Featured ECP Lab Partner Update

Oak Ridge National Laboratory (ORNL) in Tennessee is the largest US Department of Energy (DOE) science and energy lab and has been home to some of the world’s fastest supercomputers for over a generation. Currently, the 27-petaflop Titan system at ORNL is the nation’s most powerful supercomputer for open science research, and in 2018, the lab will stand up Summit, a system that will be at least five times more powerful than Titan.

“For years, our vision has been to provide the world’s most powerful open resources for computing, simulation, and data analytics at any scale,” said Jeff Nichols, associate laboratory director (ALD) of Computing and Computational Sciences.

And that means at exascale too.

One of the six DOE partner labs on the Exascale Computing Project (ECP), ORNL is also home to the ECP Project Office—where team members are drawing on years of coordinating complex, multi-institutional projects in computing to lead overall project management; integration, business, project control and risk, information technology, and quality management; procurement; and communications.

“If you look at the focus areas of ECP—applications, systems, software, and hardware developments—we already have activities in all of these areas at Oak Ridge,” Nichols said.

Nichols is a member of ECP’s Lab Operations Task Force, which includes computing directors from each of the partner labs. By overseeing the computational workforce and computing resources at each of the labs, the task force supports the ECP Board of Directors, which is composed of the DOE lab directors.

To develop an exascale system, ECP will need to enlist existing resources and expertise. “We help deliver the resources and capabilities at our labs to support ECP,” he said.

Hundreds of ECP members are computational and computer science and engineering staff from the DOE labs.

“Each lab brings its particular strength,” Nichols said, citing ORNL’s leadership in scientific applications and accelerated computing.

ORNL’s Deputy ALD for Computing and Computational Sciences Doug Kothe is overseeing the development of 20 to 30 exascale application projects in his role as Application Development focus area director. The exascale-ready applications will range from industry- and infrastructure-geared applications such as advanced manufacturing and power grid planning to fundamental science applications such as the chemical and materials sciences.

“The way we do science today has fundamentally changed over the past couple of decades,” Nichols said. “Twenty years ago, computers became fast enough that computation became predictive. Computational science could validate experiments and theories, could show people what to go look for in the lab. Five to 10 years ago, analytics came on the scene, allowing us to tackle data in a more cognitive way. Analytics is where you’re going to see a huge impact at exascale.”

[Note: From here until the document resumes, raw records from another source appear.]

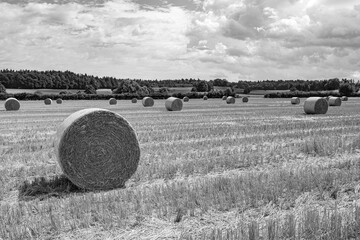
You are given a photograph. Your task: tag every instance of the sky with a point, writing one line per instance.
(173, 39)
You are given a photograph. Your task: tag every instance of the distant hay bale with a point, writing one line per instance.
(112, 101)
(173, 104)
(334, 101)
(186, 99)
(48, 101)
(230, 100)
(295, 100)
(148, 102)
(12, 104)
(315, 105)
(97, 149)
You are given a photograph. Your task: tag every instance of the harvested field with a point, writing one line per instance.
(211, 171)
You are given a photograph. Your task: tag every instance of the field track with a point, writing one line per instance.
(213, 170)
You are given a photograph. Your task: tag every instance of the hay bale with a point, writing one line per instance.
(186, 99)
(334, 101)
(112, 101)
(173, 104)
(315, 105)
(230, 100)
(97, 149)
(12, 104)
(48, 101)
(295, 100)
(148, 102)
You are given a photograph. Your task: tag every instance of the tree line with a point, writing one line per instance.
(32, 79)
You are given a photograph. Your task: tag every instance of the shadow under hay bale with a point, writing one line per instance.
(42, 188)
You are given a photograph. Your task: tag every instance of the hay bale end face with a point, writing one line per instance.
(295, 100)
(48, 101)
(334, 101)
(230, 100)
(315, 105)
(97, 149)
(148, 102)
(12, 104)
(173, 104)
(112, 101)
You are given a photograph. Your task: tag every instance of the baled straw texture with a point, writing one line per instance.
(12, 104)
(97, 149)
(48, 101)
(148, 102)
(173, 104)
(295, 100)
(112, 101)
(334, 101)
(230, 100)
(315, 105)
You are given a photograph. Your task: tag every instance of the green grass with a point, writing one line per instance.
(211, 171)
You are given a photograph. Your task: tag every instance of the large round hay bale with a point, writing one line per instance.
(97, 149)
(334, 101)
(173, 104)
(295, 100)
(112, 101)
(48, 101)
(148, 102)
(12, 104)
(186, 99)
(230, 100)
(315, 105)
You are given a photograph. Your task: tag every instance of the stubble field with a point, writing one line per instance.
(256, 170)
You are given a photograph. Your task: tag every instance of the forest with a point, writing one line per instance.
(32, 79)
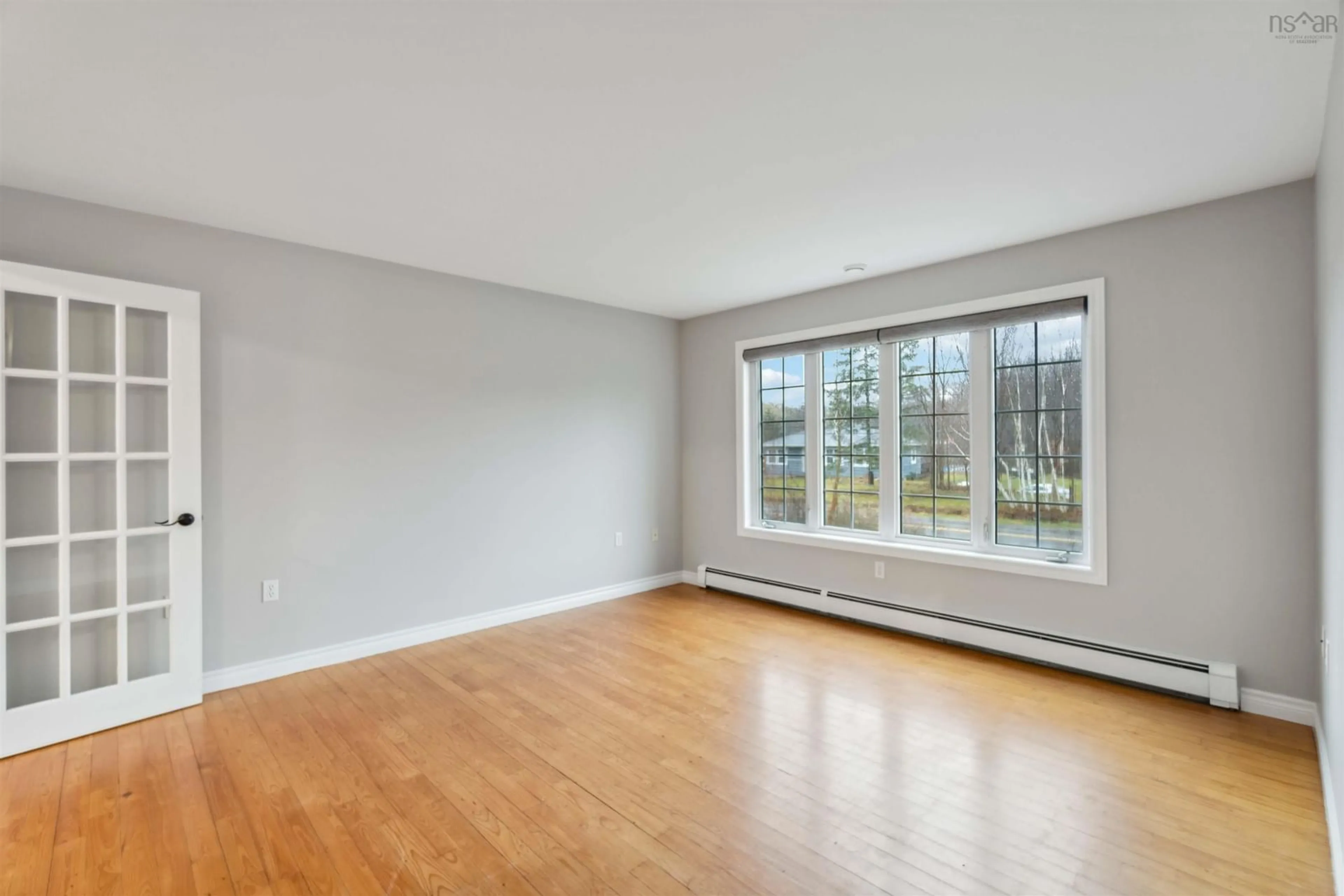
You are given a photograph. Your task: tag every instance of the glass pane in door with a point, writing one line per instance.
(33, 671)
(147, 569)
(93, 576)
(30, 499)
(147, 494)
(93, 417)
(147, 343)
(30, 416)
(30, 332)
(30, 582)
(93, 653)
(93, 338)
(93, 496)
(147, 643)
(147, 418)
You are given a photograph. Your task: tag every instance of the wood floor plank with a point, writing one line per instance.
(670, 743)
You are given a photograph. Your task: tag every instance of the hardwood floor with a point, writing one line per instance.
(667, 743)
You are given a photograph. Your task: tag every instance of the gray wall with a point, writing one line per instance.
(1211, 453)
(396, 446)
(1330, 332)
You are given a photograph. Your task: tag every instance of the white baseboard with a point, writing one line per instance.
(318, 657)
(1332, 823)
(1276, 706)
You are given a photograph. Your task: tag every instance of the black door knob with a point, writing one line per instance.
(183, 520)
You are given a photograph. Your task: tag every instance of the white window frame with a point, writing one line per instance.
(982, 552)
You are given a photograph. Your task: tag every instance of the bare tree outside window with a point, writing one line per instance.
(851, 436)
(1038, 436)
(784, 440)
(936, 437)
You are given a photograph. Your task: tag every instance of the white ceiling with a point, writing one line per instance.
(668, 158)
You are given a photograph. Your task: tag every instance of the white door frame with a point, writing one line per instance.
(76, 715)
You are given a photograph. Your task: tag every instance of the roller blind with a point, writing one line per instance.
(960, 324)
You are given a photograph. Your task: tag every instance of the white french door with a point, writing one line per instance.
(100, 577)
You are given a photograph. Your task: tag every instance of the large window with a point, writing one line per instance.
(1040, 435)
(784, 440)
(853, 435)
(936, 436)
(990, 417)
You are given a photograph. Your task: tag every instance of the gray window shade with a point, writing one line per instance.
(984, 320)
(803, 347)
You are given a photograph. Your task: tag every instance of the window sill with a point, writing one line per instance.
(932, 554)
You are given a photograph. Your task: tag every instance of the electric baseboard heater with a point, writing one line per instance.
(1197, 679)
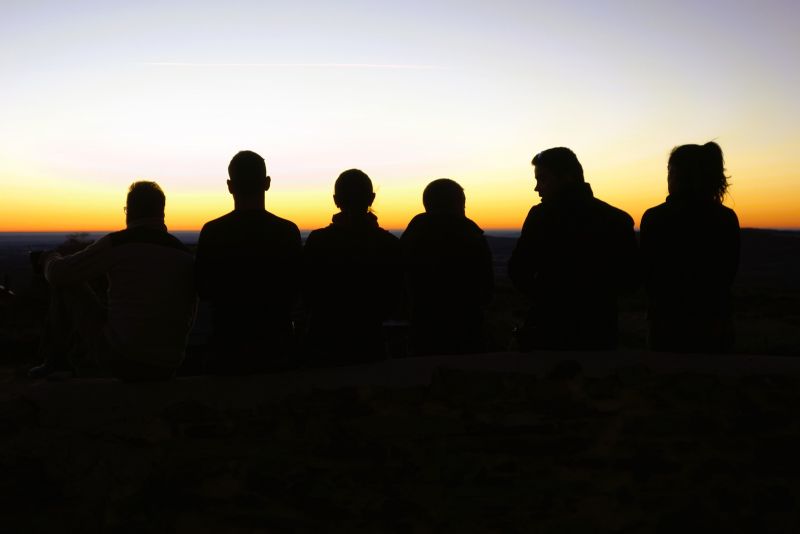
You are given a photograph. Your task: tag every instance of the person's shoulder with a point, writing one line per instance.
(320, 235)
(218, 224)
(143, 235)
(613, 212)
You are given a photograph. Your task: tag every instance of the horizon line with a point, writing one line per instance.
(486, 229)
(389, 66)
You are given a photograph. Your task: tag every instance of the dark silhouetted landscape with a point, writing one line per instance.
(610, 441)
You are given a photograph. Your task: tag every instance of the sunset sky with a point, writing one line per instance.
(95, 95)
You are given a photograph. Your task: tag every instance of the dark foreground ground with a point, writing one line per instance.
(623, 441)
(543, 442)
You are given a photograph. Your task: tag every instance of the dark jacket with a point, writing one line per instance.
(690, 253)
(575, 256)
(247, 267)
(352, 278)
(449, 280)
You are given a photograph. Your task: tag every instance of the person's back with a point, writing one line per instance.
(352, 274)
(151, 297)
(690, 252)
(247, 269)
(576, 254)
(141, 332)
(449, 274)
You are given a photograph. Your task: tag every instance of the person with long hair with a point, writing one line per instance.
(576, 255)
(352, 278)
(690, 253)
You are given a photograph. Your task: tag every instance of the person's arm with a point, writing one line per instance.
(91, 262)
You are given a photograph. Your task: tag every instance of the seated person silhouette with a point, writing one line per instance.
(449, 276)
(574, 257)
(352, 278)
(141, 334)
(690, 252)
(246, 267)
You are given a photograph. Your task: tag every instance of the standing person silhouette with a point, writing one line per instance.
(449, 276)
(690, 251)
(246, 267)
(141, 333)
(352, 278)
(574, 257)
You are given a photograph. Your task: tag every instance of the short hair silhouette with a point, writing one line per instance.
(698, 170)
(145, 200)
(353, 191)
(443, 195)
(561, 161)
(247, 171)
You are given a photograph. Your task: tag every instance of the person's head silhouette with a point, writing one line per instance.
(444, 196)
(145, 200)
(352, 192)
(697, 171)
(556, 169)
(248, 178)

In 2009, ORNL leadership decided to pursue a supercomputing architecture with both CPUs and graphics processing units (GPUs) to efficiently delegate computational tasks to solve complex problems faster. Titan was the first system of its magnitude to use GPUs, and Summit will likewise exploit a hybrid architecture.

“We’re on a well-defined path to be able to deploy exascale in the 2021 timeframe,” Nichols said. “At Oak Ridge, we’ve focused on accelerated architectures, which originally targeted efficiency by delivering more flops per watt, but accelerators like GPUs are also working well for analytics like A.I. [artificial intelligence] and machine learning. You want an exascale computer to be powerful enough in both compute- and data-intensive work to tackle the grand challenge problems.”